A friend of mine once wrote a sentence that's stuck in my memory: "When August comes, I will truly be alone in the city." I thanked her, then, for what she had to say on a Christmas Eve in the dark hours of night, but then that one sentence stuck around because it so clearly expressed to me what it's like to suddenly be expected to be an adult — suddenly expected to move up to the big leagues and pretend to know what life means and what to make of it. I'm certainly not there, and with the thoughts that I have as the person that I am, it remains the great intractable question that stays with me. But she kept dancing, and it's the most hopeful thing that could come from such a sentence.

For some, I think answers come in some form of religion or spirituality, or in a clearly defined purpose that drives them to the work. Some, having the laborious luxury of knowing their life's calling, have no choice but to push on in doing it. I don't know that I have any of those things. As Mr. Frost, I have walked out in rain and back in rain, and always at those moments that I'm acquainted with the night because I'm struggling to stay acquainted with myself, looking for answers or for a path or even just a breath of fresh air that gives me the quiet slumber that sometimes seeks to flee.

Men yearn for poetry though they may not confess it; they desire that joy shall be graceful and sorrow august and infinity have form... - E.M. Forster

I suppose this is all a roundabout way of asking where I ought to be and what I ought to do. My gut says that I should be here and that I really am on the right track, but that doesn't eliminate the ifs, the whats, and the whys of living. Does anyone figure those out? Question mark.

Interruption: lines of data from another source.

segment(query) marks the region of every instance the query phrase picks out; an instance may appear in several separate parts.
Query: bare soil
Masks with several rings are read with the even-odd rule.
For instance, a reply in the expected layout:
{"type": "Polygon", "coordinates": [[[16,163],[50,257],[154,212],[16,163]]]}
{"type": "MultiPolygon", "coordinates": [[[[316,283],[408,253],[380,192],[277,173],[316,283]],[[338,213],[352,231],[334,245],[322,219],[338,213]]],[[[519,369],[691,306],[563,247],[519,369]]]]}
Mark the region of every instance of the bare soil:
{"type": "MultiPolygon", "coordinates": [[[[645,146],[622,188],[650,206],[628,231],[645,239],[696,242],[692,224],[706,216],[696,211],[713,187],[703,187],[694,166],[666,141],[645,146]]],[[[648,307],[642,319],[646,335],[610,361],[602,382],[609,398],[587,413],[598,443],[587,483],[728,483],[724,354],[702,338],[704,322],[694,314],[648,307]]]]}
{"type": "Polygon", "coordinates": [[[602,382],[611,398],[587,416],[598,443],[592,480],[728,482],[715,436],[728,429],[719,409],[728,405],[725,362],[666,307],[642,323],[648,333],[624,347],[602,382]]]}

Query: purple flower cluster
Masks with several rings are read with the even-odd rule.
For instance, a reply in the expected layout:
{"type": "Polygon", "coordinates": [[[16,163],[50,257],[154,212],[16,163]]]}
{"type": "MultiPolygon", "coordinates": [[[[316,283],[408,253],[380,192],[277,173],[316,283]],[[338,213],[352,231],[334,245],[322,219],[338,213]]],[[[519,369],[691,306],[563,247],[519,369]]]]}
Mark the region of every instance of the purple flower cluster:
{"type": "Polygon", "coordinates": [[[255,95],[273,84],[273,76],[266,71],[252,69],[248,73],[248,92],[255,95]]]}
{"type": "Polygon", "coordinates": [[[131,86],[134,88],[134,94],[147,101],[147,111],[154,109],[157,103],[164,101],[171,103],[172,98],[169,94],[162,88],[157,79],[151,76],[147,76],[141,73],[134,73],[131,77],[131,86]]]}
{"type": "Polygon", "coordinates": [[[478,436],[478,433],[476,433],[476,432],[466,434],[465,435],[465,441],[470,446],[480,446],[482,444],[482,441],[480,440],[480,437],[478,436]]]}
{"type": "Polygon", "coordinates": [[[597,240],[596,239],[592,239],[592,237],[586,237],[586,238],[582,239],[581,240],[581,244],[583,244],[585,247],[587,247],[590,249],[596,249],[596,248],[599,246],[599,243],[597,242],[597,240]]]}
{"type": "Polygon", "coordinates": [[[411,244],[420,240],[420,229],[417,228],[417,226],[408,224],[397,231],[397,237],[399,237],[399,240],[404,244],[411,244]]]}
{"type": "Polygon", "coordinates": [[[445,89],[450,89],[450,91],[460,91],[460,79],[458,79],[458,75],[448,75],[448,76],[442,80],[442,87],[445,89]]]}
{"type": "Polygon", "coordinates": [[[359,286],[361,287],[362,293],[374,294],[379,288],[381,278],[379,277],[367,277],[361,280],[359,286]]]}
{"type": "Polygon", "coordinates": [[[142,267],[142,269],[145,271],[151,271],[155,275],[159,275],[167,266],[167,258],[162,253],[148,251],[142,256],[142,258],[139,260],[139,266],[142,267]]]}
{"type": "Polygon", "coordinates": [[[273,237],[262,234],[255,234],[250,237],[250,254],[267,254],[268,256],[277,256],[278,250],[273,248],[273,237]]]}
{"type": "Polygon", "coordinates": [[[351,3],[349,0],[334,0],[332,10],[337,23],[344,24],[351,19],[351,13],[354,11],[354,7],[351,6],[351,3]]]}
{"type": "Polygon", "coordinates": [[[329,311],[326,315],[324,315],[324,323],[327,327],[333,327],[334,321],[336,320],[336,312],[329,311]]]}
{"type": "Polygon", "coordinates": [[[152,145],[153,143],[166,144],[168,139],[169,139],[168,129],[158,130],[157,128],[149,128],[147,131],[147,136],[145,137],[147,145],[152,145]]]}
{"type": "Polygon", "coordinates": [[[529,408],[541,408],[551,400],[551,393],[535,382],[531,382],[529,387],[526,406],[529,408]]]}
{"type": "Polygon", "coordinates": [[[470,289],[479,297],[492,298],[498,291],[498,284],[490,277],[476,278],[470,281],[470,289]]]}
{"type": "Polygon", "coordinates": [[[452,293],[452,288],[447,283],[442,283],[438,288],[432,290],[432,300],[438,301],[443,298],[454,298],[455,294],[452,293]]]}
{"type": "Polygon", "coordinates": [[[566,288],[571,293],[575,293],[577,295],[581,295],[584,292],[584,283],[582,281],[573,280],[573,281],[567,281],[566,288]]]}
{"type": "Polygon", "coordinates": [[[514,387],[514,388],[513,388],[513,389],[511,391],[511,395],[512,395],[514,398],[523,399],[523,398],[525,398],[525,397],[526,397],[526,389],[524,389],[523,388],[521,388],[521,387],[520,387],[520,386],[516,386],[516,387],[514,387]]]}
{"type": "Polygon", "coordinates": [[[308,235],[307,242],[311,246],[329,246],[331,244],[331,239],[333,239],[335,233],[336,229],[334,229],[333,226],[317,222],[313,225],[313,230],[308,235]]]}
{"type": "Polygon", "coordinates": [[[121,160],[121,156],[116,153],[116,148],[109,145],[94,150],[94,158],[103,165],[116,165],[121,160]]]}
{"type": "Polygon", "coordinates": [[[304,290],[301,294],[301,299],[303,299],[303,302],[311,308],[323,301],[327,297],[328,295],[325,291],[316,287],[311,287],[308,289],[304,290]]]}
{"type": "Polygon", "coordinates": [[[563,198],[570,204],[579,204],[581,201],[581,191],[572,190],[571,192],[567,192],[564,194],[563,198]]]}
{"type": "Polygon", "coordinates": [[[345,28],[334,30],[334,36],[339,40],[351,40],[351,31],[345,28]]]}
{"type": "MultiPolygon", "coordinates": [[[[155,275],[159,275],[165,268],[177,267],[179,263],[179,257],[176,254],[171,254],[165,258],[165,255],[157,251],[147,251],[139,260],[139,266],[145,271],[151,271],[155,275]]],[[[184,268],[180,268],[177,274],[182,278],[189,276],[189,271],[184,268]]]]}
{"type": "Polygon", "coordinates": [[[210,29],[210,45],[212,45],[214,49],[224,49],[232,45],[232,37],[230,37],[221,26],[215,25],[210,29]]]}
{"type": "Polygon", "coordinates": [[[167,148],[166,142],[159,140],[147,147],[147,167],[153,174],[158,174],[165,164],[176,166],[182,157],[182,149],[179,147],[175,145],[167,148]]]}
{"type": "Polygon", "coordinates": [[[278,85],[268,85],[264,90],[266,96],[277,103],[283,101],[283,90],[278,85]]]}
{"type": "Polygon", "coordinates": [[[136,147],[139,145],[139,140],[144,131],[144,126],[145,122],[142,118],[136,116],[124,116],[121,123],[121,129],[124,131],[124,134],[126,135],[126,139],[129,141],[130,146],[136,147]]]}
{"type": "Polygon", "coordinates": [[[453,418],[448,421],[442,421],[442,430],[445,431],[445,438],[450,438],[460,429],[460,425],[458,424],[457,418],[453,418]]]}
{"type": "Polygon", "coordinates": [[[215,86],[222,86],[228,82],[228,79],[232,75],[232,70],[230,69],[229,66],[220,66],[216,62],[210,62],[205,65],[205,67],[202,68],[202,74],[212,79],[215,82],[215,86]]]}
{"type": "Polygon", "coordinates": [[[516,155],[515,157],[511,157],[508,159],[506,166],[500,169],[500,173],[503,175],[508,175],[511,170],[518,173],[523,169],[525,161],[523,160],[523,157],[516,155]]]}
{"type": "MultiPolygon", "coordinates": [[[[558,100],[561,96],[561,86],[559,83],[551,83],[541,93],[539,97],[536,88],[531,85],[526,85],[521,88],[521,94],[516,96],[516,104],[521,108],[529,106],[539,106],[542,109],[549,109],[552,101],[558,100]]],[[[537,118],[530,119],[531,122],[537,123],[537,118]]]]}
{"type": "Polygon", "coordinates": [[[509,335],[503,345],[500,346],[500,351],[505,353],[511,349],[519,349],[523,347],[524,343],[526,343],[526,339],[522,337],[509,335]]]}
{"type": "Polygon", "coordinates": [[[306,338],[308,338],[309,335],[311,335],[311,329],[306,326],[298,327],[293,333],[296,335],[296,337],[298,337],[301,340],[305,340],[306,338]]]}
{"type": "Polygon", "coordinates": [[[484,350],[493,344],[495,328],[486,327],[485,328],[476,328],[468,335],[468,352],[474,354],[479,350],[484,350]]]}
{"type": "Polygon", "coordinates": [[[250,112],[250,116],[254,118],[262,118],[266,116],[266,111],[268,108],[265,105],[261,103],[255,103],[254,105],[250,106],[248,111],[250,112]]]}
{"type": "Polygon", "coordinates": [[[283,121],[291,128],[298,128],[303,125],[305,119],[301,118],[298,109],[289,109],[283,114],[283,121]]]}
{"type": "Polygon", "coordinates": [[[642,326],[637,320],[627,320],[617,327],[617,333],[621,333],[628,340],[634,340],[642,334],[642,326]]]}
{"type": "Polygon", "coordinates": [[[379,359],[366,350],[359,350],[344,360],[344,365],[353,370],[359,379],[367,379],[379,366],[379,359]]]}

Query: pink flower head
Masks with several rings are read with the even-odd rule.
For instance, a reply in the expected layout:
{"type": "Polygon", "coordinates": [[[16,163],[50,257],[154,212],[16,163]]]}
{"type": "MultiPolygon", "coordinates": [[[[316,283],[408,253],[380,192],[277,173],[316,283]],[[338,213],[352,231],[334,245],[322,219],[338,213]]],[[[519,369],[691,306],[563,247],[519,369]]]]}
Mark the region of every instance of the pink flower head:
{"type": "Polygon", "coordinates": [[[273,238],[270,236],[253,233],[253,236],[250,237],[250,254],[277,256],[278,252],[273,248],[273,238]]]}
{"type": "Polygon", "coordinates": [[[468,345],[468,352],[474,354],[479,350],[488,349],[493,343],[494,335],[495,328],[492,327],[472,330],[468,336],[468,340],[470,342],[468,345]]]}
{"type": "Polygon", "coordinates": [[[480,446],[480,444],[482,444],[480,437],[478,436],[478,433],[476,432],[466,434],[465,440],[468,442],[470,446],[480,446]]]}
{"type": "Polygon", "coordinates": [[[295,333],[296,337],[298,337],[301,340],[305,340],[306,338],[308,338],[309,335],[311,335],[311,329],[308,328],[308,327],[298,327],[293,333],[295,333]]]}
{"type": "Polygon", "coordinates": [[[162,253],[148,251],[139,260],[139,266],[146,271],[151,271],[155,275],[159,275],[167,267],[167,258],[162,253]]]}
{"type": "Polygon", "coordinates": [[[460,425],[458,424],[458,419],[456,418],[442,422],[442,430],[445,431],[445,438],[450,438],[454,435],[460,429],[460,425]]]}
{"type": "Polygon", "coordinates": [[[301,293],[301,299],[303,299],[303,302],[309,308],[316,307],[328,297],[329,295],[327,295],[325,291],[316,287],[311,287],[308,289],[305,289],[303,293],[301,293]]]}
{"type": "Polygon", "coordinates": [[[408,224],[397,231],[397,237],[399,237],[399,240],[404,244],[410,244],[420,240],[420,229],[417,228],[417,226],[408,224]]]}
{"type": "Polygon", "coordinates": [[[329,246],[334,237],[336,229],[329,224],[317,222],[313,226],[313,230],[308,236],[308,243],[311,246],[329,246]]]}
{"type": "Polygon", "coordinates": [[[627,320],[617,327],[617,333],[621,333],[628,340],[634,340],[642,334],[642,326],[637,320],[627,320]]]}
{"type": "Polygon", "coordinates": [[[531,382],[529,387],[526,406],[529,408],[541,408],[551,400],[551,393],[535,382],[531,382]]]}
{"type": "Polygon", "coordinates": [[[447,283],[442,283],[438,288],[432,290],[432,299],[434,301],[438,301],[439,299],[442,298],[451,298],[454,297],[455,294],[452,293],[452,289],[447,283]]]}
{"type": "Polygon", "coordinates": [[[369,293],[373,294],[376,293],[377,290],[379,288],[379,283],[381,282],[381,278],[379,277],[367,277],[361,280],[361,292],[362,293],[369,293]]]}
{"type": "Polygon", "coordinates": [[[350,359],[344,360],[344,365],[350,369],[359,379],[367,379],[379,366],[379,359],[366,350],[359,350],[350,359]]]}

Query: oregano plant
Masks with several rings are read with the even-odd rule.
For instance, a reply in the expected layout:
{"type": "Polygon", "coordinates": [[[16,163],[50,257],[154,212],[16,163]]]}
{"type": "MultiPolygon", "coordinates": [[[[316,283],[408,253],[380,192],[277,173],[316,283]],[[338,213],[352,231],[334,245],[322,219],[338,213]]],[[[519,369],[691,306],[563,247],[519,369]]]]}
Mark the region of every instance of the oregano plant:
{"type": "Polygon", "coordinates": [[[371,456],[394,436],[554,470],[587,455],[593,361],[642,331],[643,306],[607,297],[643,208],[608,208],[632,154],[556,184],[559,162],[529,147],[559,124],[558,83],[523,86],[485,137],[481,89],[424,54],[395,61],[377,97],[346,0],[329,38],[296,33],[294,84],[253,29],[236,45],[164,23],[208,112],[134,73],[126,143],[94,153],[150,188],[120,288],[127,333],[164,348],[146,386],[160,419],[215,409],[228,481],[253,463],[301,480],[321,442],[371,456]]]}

In the meantime, fall is coming. The rain has stopped and now I can hear the sound of the A5 Autobahn (Basel-Frankfurt) and raindrops slipping from the trees. Somehow it's a perfect season for me, as the weather cools and the nights grow longer, trees change and the stars lend themselves to chilly observation on the hoods of cars or blankets that soak through too quickly. Fall is coming, and it is good.